Monday, November 2, 2009

I Should Have Bet on the Lottery.

Did you ever get one of those days where everything you didn’t want to happen, happened? I call it the reverse-lottery effect.

Technically it didn’t really start today, but rather a few weeks ago when I received a summons in the mail for: JURY DUTY.

At the mere mention or sight of those words, an almost involuntary need for profanity rises from the depths of my vocal box.

To make matters worse, I noticed that the location I was to report to wasn’t the courthouse two miles away, but one that would require me to commute to and sit through agonizing traffic.
The only courthouse I’m ever willing to commute to is the fake one that was used in Back to the Future on the Universal Studios back lot.

So I woke up nice and early, and plodded head first into a standstill nightmare that took me 45 minutes to commute no more that 10 miles. When I got there (on time at this point) I parked and looked in horror at a line that was so long it made those lines for the most super cool amusement rides look like a grocery checkout waiting time. I mean this line was so long, you’d think they were giving away free turkeys and laptops inside.

I didn’t get into the actual courthouse until about 45 minutes later.

At this point I was corralled with at least 100 other jurors into a huge room in the basement. The reason for it being there I assume at this point is to make sure your cell phone does not work as to cut you off from contact with the outside world. From there, a woman rehearsed a speech that would give any airline stewardess bounding joy at informing you about the emergency exists and inflatable life vests.

Seriously, this woman was so disgruntled she made DMV employees look gleeful by comparison. She didn’t allow questions and she didn’t have patience for people who didn’t know what the hell they were doing.

She did take one delight I noticed. She enjoyed informing us that there had been some amendments in what justified getting out of jury duty. Financial hardship, child dependency and medical illness no longer qualified to be excused. Pretty much all of the easiest ways to justify getting out of service no longer counted and no one wanted to hear it. Those excuses that still applied now no longer got you out, but just postponed it. She was actually smiling as she said it. Misery loves company I guess.

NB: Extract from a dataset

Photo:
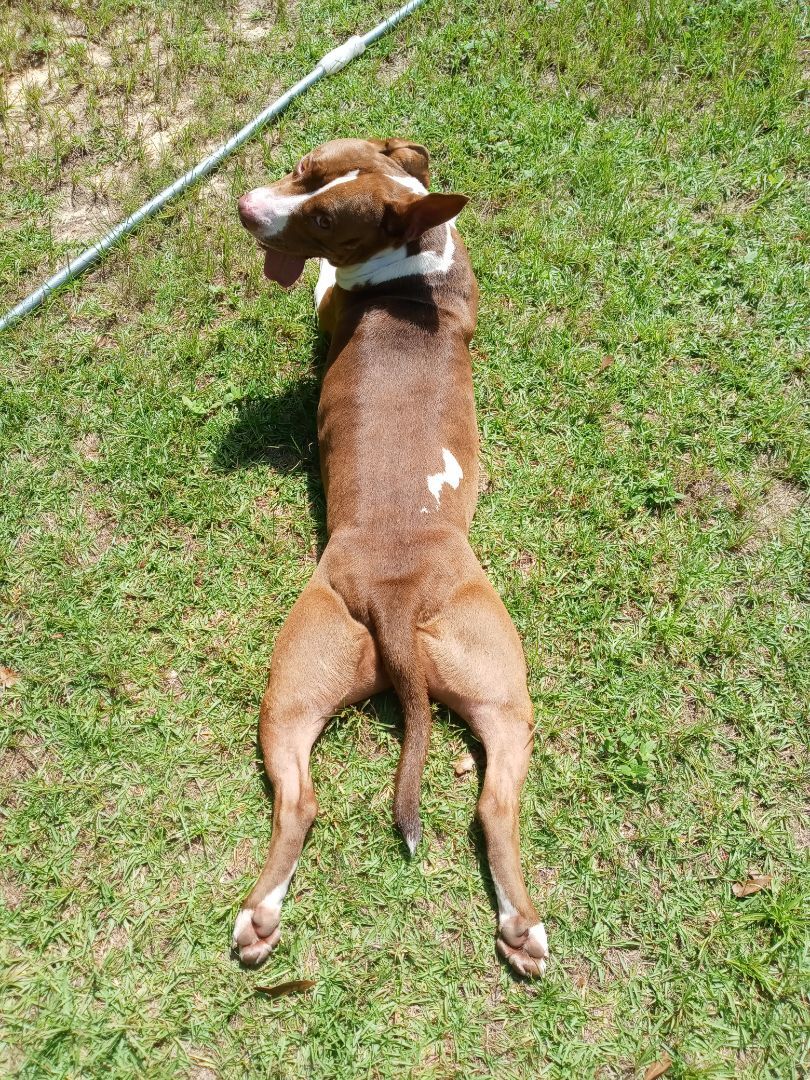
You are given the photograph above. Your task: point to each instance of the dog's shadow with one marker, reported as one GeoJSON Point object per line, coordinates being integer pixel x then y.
{"type": "Point", "coordinates": [280, 433]}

Discovering my inability to get out of Jury Duty (not that I had even been able to say anything to anyone yet) my only chance lied in avoiding jury selection or not qualifying depending on the sensitivity of the case.

Now remember, I mentioned there were 100 of us. There were only two court cases for the day which translated that we would be split into two groups where among 50 of us, only 12 would be selected giving me pretty much the best odds I could get to NOT get picked. Plus I wouldn’t get bumped around to different courtrooms where they would be looking to fill slots.

Roughly, I had less than a 24% chance to get picked.

I WAS THE SECOND ONE PICKED.

However, since the process took too long to get settled. The courtroom broke session for lunch instructing me to return tomorrow to see if I even qualify.

Life has some twisted humor sometimes.

Here were some notes I jotted down during my “stay” today:

Long lines!

Angry Disgruntled People EVERYWHERE

POPPYSEED MUFFINS = DELICIOUS!

Lawyers status = apparent success.

Human calculator in cafeteria confirms stereotype that Asians rock with numbers! GO SUDOKU!

Which is more sterile? Hospital or Courthouse?

If woman who just dropped an F-Bomb on her little toddler son is in my courtroom I’m going guilty no matter what.



On one side note, the angry Jury Supervisor lady did mention she’s heard a bajillion lame excuses and I intend to tap that resource.


I can’t wait to go back tomorrow!

1 comment:

Unknown said...

I enjoyed this post!
It reminded me of when I had the dreaded jury duty while living in SCV. And I probably had to go to that same courthouse in LA. That commute was horrible and I remember thinking "How can this possibly be within reasonable driving range?
Anywho, it sounds like your experience turned out more eventful. How did it end?